Eu tive a sorte (sim, MUITA SORTE) de ter escolhido, depois de muitas dúvidas, dores, sacrifícios e anseios, trabalhar com comunicação e arte, o que me permite ser negra sem muitos traumas. Quer dizer, sem adicionar mais aos que já possuo. Eis que, pela primeira vez na minha vida, fui trabalhar em uma empresa em que eu era a única pessoa negra.

Várias de vocês aí me lendo devem com certeza conhecer essa sensação. Eu já havia experienciado algo do tipo na escola. Estudei boa parte da vida em escola particular, em bairro de classe média, o que significa mesmo ser a “cota racial” da instituição. Aos 5 anos de idade, meu apelido era cocô.
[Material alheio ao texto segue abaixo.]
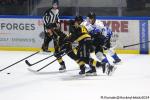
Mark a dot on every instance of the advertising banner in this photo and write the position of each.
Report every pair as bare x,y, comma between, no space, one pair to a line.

Era a única negra da turma e apenas mais duas crianças na escolinha falavam comigo e/ou me tratavam com algum respeito. Quando haviam mais dois na sala, ficava muito feliz. E fazia logo amizade, claro. Mas o ambiente escolar é diferente. Ou a criança/adolescente que sofre o racismo não o reconhece como tal e não se incomoda conscientemente, ou sente a dor, mas acredita que é assim mesmo, ou ainda responde logo na lata, xinga, briga, responde com ironia, se defende como dá.

No trabalho é diferente. Ainda mais em tempos como estes, em que emprego anda difícil e que as contas só aumentam, a gente engole muito sapo. Sei bem que nada disso é novidade. Sempre ouvi as histórias das minhas avós, ambas empregadas domésticas em algum momento de suas vidas (minha avó paterna foi feirante e funcionária da Santa Casa, também), e sempre soube que ser negra e não ser a patroa significa ser humilhada, maltratada, ou no mínimo ter uma história de abuso para contar.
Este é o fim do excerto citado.